A story of the Status Quo and the Prince*

Once upon a time, the king's son fell into madness of being in an exiled state, which he called the Status Quo, which is similar to suffering an identity crisis, and decided that the king's palace had to be abandoned as if it had become a desolate place for his enemies, and the king's son would sit outside as if in exile.

All the doctors and prophets despaired of helping him and curing him of this, and the king was in even greater sorrow than that. Until a wise man came and said, "I will take it upon myself to cure him," and he left the palace and sat outside with the king's son. And he asked the king's son, "Who are you and what are you doing here?" And he answered him, "I am in exile, for that is what the status quo is. What are you doing here?" And the wise man replied, "I am also in exile."

And they both sat together like that for a while until they became accustomed to each other. And the Wise Man said to the king's son, "Do you think that those who are in exile cannot live in the Land of Israel under Jewish sovereignty? They can establish a state, and yet it will be a status quo." 

And he continued, "They established a state. After some time, they received a hint, and they went to war and won and conquered the mountain and the valley and Jerusalem." And he also said to him as above, "Do you think that with Jerusalem there cannot be a status quo, etc., until they have settled in Jerusalem and with the rest of the Land?"

And then they received another hint and they began to ascend the Temple Mount and pray there and bow down and he said to him, "Meynstu az aoyb men davent aoyfn har habayis ven es iz nishta keyn status kvo, ken men davenen aun aoykh habn dem status kvo, aun zikh anshtrengen aoyfn har habayis?" (Do you think that if one prays on the Temple Mount while there is no status quo, one can pray and also have the status quo, and prostrate on the Temple Mount?"
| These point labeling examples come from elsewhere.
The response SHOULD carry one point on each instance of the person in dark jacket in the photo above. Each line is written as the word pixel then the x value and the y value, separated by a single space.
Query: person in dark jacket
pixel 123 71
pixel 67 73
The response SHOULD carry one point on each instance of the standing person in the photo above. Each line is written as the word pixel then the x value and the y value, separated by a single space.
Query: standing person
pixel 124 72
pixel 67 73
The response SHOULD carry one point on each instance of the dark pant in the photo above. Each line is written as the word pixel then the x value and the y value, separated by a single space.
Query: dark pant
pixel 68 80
And then again the Wise Man spoke and said to the king's son, "Do you think that the status quo must be precisely without sacrifices or that there can be a status quo and there can be sacrifices as well?" And thus he behaved with him until he completely healed him and they returned and built the king's palace and expelled all the king's enemies. And the parable is understandable to those who understand.


*

This tale, whose author I am still searching for, is based on an actual Nachman of Bratslav tale:

Hebrew source.

An English translation.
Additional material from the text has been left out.